Sat. Apr 20th, 2024
Pinterest

Pinterest is the latest Silicon Valley company to file for an Initial Public Offering. The Francisco-based social media and image board platform has built a significant advertising and commerce business from its growing user base. The company says that it has earned more than $750 million in revenue last year, and it’s cut its losses from nearly $200 million in 2016 down to just under $75 million annually, which is still not profitable. According to Pinterest, the company recorded a profit in the fourth quarter of 2018, although the recorded profit was not enough to get the company out of the red for the full calendar year.

Headed by original co-founder and CEO Ben Silbermann, Pinterest intends to go public in the New York Stock Exchange. With the plan achieved, the company will fall in line with ride-hailing companies Uber and Lyft, on-demand delivery company Postmates, workplace communication platform Slack, and hotel and short-term home rental service Airbnb, as one of the few Silicon Valley company planning an IPO this year.

In its filing, Pinterest says that it plans to list itself on the New York Stock Exchange using the ticker symbol “PINS”. The company has not revealed how many share it is selling in the IPO or how much money it intends to raise.

Primarily was launched in 2010 and the primary makes money through attracting advertisers to its platform, where users create their own board where they self-identify their interests which advertisers exploit to sell their products. Pinterest says its more than 250 million monthly active users have created more than 4 billion boards with a cumulative 175 billion pins saved.

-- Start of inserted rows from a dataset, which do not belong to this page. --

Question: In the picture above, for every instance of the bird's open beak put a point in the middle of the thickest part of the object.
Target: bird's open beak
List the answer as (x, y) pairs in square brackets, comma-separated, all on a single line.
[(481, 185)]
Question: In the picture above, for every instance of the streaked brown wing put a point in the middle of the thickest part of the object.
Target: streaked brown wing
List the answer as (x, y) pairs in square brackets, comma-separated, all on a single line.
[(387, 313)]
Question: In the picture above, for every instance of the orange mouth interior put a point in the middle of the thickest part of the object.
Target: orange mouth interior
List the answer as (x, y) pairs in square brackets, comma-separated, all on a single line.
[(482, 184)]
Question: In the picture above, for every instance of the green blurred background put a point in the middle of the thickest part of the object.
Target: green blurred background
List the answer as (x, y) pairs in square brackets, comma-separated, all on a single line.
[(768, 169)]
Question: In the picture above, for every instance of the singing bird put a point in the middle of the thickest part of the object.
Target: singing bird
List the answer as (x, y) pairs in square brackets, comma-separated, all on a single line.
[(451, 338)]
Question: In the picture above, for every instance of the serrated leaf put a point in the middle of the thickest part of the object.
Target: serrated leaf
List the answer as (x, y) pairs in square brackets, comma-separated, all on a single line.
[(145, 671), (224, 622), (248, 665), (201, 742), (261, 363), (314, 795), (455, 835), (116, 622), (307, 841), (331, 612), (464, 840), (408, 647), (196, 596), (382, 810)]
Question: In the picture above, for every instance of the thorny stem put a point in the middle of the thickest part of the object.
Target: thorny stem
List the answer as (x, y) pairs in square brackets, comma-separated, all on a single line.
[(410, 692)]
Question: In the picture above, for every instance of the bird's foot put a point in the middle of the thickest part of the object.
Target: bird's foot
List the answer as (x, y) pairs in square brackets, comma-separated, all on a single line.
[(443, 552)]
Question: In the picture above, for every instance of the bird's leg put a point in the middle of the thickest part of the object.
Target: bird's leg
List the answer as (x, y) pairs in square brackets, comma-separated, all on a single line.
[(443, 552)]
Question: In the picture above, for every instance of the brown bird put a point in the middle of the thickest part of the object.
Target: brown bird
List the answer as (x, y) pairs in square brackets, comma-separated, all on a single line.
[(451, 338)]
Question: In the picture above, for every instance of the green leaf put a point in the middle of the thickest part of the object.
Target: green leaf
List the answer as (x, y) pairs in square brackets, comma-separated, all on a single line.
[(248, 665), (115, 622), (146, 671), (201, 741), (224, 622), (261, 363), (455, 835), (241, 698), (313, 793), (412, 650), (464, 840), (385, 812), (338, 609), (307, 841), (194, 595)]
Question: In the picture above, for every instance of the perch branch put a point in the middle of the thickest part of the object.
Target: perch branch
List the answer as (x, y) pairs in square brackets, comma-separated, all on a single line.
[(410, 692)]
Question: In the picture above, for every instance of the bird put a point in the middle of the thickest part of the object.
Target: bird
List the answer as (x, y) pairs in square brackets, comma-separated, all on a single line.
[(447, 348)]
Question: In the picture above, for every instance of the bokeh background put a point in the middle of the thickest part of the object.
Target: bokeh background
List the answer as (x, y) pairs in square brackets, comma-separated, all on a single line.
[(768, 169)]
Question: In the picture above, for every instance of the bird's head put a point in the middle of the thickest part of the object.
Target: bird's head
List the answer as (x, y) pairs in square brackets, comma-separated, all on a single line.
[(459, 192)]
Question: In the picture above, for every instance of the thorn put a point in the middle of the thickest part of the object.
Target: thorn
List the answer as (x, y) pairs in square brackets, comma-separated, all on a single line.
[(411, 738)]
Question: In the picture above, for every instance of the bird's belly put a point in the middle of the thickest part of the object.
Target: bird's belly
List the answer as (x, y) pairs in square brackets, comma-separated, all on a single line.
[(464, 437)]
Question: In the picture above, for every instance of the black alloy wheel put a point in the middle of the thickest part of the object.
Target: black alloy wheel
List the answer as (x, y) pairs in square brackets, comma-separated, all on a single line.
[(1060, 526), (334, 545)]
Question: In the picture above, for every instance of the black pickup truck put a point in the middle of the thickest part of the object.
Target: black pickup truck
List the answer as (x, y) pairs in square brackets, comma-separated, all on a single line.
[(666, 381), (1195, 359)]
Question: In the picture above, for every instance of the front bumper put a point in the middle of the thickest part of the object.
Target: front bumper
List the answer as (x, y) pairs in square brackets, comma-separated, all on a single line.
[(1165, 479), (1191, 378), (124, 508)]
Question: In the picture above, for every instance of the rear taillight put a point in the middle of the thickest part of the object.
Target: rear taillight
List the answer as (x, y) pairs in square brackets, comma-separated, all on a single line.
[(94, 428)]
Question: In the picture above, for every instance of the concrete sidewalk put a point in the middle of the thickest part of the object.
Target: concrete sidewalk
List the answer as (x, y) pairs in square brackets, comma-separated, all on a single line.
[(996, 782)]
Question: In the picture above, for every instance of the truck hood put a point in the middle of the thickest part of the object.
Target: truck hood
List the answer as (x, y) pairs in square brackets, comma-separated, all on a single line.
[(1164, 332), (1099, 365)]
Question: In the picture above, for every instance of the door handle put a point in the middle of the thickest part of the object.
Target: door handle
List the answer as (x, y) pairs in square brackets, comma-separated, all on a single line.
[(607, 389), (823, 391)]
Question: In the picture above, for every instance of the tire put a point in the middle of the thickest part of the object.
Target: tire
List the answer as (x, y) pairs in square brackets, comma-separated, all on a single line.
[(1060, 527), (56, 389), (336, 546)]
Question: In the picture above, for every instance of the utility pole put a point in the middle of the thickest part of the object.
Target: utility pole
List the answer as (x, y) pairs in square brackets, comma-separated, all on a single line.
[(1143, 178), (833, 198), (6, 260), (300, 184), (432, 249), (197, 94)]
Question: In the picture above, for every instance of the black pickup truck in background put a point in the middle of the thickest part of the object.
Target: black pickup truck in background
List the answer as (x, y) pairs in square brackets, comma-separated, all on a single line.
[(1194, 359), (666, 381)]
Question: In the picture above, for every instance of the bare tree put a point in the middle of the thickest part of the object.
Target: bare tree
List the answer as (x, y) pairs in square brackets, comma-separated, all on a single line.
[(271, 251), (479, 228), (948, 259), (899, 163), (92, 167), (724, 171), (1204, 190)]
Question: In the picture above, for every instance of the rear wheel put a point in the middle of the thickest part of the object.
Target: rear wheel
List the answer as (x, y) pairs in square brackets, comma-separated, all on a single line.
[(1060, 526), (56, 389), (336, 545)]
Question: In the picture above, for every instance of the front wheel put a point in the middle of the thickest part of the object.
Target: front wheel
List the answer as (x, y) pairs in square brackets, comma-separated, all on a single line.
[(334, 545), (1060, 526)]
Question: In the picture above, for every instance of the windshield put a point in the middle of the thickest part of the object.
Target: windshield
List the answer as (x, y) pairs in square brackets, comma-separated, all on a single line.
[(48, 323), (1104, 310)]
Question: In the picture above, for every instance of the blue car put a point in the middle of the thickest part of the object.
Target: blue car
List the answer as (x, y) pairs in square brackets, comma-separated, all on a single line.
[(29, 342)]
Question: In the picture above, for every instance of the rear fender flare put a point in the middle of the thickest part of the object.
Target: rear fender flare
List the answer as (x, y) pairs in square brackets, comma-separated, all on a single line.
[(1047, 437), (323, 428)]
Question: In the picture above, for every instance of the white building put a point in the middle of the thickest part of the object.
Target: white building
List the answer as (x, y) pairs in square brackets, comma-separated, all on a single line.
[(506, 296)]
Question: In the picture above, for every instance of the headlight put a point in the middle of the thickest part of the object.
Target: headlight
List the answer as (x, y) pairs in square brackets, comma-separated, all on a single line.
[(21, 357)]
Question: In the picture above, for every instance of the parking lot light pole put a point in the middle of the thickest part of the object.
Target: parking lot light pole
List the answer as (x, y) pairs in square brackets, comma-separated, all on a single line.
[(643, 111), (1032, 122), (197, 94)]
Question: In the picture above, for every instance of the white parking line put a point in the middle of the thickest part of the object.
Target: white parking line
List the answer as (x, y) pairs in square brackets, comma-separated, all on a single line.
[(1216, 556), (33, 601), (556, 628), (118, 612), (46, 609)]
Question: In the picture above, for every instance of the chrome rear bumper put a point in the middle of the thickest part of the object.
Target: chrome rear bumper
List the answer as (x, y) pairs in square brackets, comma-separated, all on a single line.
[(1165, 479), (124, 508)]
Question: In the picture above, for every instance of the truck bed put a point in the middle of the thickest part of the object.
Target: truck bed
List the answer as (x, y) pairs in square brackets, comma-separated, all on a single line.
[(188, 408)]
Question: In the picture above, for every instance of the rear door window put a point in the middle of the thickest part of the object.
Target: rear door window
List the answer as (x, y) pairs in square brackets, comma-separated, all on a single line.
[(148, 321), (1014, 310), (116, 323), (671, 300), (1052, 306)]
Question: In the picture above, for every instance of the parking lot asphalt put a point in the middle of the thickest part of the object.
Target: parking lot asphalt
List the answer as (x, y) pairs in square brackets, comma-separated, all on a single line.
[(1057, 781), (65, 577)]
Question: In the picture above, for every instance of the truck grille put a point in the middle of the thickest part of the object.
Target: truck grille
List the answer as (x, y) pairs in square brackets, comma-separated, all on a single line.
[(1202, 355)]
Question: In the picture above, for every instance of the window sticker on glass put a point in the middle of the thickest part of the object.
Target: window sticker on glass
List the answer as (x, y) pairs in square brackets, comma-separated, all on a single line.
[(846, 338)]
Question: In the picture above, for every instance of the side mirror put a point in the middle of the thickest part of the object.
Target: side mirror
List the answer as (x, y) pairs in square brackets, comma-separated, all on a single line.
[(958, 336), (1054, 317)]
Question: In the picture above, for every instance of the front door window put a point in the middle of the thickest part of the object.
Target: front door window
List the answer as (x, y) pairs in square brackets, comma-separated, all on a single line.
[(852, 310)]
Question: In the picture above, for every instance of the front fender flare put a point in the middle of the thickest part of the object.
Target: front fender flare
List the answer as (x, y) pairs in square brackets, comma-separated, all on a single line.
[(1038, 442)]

Effectively, Pinterest competes not so much with social media sites like Facebook or e-commerce websites like Amazon but with search engines and search-based product advertising tools, as well as with sites that manually or algorithmically curate products against which advertisers can run ads.

 “We primarily compete with consumer internet companies that are either tools (search, e-commerce) or media (newsfeeds, video, social networks),” Pinterest writes in its S-1 filing. “In this way, Pinterest is unique. Most consumer internet companies are either tools (search, e-commerce) or media (newsfeeds, video, social networks),” the company argues. “Pinterest is not a pure media channel, nor is it a pure utility. It’s a media-rich utility that satisfies both emotional and functional needs by solving a widespread consumer problem that is unaddressed by many other platforms. We call it discovery.”

Similar to many other tech companies like Google and Facebook, Pinterest will divide its stock into two classes–one that will give the holder one vote per share, and another that will get 20 votes per share. Shares held by company executives and board members will be converted into second, more powerful, class of stocks.